My name is David Oosterhouse, I am in the SW Michigan area. I go by Mr O because it is easier for the boys in our church boys club. My wife, son and myself were more involved in archery a few years ago but have spent very little time on it with all the business of my son completing high school. My son has completed high school and is now serving his country in the USMC, his mom and I are very proud of him. My wife and I are hunter safety instructors, certified to teach bow hunter safety also. On a recent cross country trip we stopped in Sidney NE at the Cabela's store. I found a deal on a Martin bow and decided it was time to get back to archery. The fog is slowly rolling away on all the information that I once knew off the top of my head.
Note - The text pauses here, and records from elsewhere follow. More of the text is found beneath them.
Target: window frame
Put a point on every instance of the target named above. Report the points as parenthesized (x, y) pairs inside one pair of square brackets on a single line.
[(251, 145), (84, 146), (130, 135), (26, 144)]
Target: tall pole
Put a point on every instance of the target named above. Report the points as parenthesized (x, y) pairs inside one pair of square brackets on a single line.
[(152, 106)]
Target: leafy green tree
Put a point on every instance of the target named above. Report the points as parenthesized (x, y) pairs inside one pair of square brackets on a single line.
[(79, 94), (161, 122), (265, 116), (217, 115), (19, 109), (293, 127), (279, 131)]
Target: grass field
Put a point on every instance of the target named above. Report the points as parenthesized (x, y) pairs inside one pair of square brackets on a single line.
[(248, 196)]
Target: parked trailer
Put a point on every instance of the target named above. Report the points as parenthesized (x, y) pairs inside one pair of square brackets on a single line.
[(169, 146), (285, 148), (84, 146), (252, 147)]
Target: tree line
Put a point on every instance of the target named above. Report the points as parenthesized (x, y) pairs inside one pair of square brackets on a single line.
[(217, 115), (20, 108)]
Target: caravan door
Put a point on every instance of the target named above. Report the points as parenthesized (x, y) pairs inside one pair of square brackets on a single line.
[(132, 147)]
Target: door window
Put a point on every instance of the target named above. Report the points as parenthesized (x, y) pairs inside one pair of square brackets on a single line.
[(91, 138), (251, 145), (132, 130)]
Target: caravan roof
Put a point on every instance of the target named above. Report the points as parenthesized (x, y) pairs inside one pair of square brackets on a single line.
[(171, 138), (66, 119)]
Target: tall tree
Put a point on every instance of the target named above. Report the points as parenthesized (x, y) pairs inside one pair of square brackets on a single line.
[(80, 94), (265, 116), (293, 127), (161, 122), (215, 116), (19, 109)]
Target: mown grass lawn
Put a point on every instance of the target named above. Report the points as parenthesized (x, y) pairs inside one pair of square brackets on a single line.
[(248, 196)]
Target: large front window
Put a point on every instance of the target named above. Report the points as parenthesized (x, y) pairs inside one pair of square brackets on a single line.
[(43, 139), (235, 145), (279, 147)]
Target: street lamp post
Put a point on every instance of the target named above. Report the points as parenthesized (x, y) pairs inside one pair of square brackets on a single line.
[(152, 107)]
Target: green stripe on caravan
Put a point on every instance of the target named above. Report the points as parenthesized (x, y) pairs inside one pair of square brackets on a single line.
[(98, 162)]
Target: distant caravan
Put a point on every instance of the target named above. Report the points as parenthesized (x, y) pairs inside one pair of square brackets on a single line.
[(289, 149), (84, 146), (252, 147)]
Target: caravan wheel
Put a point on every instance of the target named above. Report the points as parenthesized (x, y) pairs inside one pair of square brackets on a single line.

I have enjoyed reading a few of the posts over that last few days and look forward to once again enjoying the sport of archery.


----------



## rycountryboy (Feb 21, 2008)

*:welcome: to AT*


----------



## rcmjr (Jan 31, 2007)

Welcome!


----------



## Tim Roberts (Jul 13, 2002)

:wav: :yo: *G'day.*







to *Archery Talk* David. Have fun here.


----------



## ivacic (Apr 6, 2010)

welcome!


----------



## cptbrain (Dec 16, 2007)

Welcome!:darkbeer:


----------



## jrip (May 19, 2008)

Wlcome!! Where are you at in Michigan? I'm in Muskegon.


----------



## Dthbyhoyt (Dec 4, 2004)

:welcome: 2 ArcheryTalk


----------



## King (Dec 8, 2002)

:welcome: *to Archerytalk!!

Randy
Mod Staff*


----------



## Sgt. Fury (May 30, 2010)

Welcome to AT! :thumbs_up:thumbs_up:thumbs_up


----------



## buckchaser86 (Jun 10, 2009)

Welcome to AT!!


----------



## Mr_O (Aug 20, 2010)

Thanks for the welcome everyone. I hope that I can add to the discussions here, I am sure that I will learn a lot. jrip - I am in Berrien Springs, about 30 min north of South Bend.


----------



## BowArmory (Jun 21, 2010)

*Welcome to AT !!!*


----------



## wicked1Joe (May 19, 2009)

:wav:

Welcome to AT
:wav:


----------